Rating:

(3 reviews)
Author: Johannes Buchmann Jintai Ding
ISBN : 3540890378
New from $86.40
Format: PDF
Posts about Download The Book Free Post-Quantum Cryptography: Second International Workshop, PQCrypto 2008 Cincinnati, OH, USA October 17-19, 2008 Proceedings (Lecture Notes in Computer Science) [Paperback] for everyone book with Mediafire Link Download Link
This book constitutes the refereed proceedings of the Second International Workshop on Post-Quantum Cryptography, PQCrypto 2008, held in Cincinnati, OH, USA, in October 2008.
The 15 revised full papers presented were carefully reviewed and selected from numerous submissions. Quantum computers are predicted to break existing public key cryptosystems within the next decade. Post-quantum cryptography is a new fast developing area, where public key schemes are studied that could resist these emerging attacks.
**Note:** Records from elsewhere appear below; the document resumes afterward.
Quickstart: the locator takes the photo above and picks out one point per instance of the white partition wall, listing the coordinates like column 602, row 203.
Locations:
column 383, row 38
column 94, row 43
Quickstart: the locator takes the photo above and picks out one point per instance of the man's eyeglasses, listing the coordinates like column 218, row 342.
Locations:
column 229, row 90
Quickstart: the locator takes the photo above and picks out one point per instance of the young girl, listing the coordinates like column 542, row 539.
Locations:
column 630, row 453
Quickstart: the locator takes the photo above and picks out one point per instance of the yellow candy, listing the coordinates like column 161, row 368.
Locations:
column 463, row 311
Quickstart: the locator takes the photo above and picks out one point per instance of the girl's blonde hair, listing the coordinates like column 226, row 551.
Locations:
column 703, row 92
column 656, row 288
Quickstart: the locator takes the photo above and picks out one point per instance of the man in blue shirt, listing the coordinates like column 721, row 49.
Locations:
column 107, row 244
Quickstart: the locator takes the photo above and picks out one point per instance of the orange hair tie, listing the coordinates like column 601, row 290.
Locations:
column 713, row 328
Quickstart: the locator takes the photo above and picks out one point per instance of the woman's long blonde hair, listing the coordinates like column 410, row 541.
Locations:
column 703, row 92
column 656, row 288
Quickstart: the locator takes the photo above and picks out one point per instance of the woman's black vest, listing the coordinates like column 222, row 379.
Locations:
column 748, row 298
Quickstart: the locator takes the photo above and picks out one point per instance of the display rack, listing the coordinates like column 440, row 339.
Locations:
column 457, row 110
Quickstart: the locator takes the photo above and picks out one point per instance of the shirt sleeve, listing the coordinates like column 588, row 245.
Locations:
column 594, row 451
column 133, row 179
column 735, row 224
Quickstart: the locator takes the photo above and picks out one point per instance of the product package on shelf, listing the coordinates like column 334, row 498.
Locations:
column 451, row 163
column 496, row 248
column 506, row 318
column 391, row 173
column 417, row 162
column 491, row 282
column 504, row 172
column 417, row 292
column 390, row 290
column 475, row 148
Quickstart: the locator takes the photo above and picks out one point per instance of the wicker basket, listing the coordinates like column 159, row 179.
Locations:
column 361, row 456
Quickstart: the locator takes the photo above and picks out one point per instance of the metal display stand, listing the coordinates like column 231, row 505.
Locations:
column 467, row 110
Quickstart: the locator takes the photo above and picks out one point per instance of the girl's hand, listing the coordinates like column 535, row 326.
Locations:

The papers present four families of public key cryptosystems that have the potential to resist quantum computers: the code-based public key cryptosystems, the hash-based public key cryptosystems, the lattice-based public key cryptosystems and the multivariate public key cryptosystems.
Direct download links available for Free Post-Quantum Cryptography: Second International Workshop, PQCrypto 2008 Cincinnati, OH, USA October 17-19, 2008 Proceedings (Lecture Notes in Computer Science) [Paperback]
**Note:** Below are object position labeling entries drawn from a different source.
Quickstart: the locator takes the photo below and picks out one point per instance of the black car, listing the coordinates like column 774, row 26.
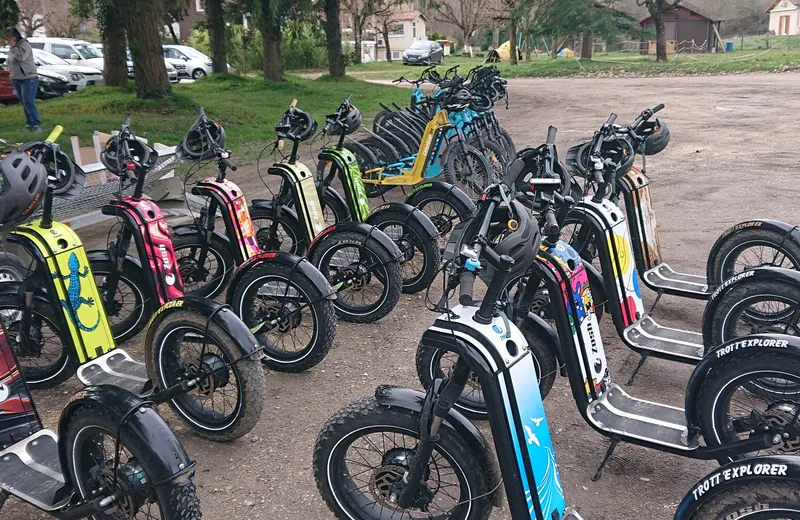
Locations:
column 52, row 85
column 424, row 52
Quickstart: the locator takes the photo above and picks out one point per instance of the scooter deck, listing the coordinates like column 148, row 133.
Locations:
column 663, row 278
column 31, row 470
column 116, row 368
column 619, row 413
column 648, row 336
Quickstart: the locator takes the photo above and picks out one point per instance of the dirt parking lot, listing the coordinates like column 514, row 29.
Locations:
column 733, row 156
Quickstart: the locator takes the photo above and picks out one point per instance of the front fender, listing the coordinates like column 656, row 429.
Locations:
column 293, row 262
column 764, row 344
column 411, row 213
column 790, row 232
column 145, row 430
column 736, row 474
column 364, row 229
column 786, row 276
column 221, row 315
column 412, row 400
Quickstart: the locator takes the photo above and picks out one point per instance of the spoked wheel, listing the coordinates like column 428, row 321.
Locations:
column 40, row 351
column 130, row 309
column 207, row 277
column 288, row 314
column 367, row 279
column 91, row 440
column 363, row 452
column 746, row 394
column 227, row 401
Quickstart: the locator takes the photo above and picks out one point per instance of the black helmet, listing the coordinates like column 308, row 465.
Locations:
column 618, row 149
column 656, row 134
column 349, row 122
column 141, row 153
column 22, row 184
column 195, row 145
- Series: Lecture Notes in Computer Science (Book 5299)
- Paperback
- Publisher: Springer; 1 edition (October 1, 2008)
- Language: English
- ISBN-10: 3540890378
- ISBN-13: 978-3540890379
- Product Dimensions: 0.5 x 9.1 x 6 inches
- Shipping Weight: 12.3 ounces (View shipping rates and policies)
Free Post-Quantum Cryptography: Second International Workshop, PQCrypto 2008 Cincinnati, OH, USA October 17-19, 2008 Proceedings
When you look at some of the most expensive books on Amazon, they are usually proceedings of conferences on very narrow topics that contain state of the art information on that niche. Often they are also published by Springer!
This little gem is somewhat of an exception. It is NOT a conference piece, but does use individual, expert authors to write each article, and each article DOES have numerous pages of supporting research papers, albeit mostly from the late 1990s and early 2000's.
Since "quantum computing" (QC) (a theoretical field, since quantum computers probably won't be actually built for at least 10 years or more) is applied to the hardness of encryption schemes in this book, you've got to add another 15 to 20 years to actually "assume" that QC can break a block cipher or hash table that's presently (relatively) intractable to classical computing. This is because cryptanalysts can't "prove" a negative-- that this or that system can or can't be broken by QC-- except by watching the research results of penetration trial, error and research.
I mean, practically, DES, and even relatively high rounds of AES, have already been broken with classical computing! This has taken over 30 years in the case of DES, and speculation in this volume is that QC will greatly speed up this process. That's the bottom line: this is an outstanding book of speculation-- looking at where QC is and isn't effective via theoretical QC algorithms alone (given no quantum machines to try them on yet). Most of this speculation will be irrelevant when and if real superpositioning machines are built. The interesting thing about cryptography is that the non deterministic probability cloud results of QC become deterministic-- because we either break the cipher or don't!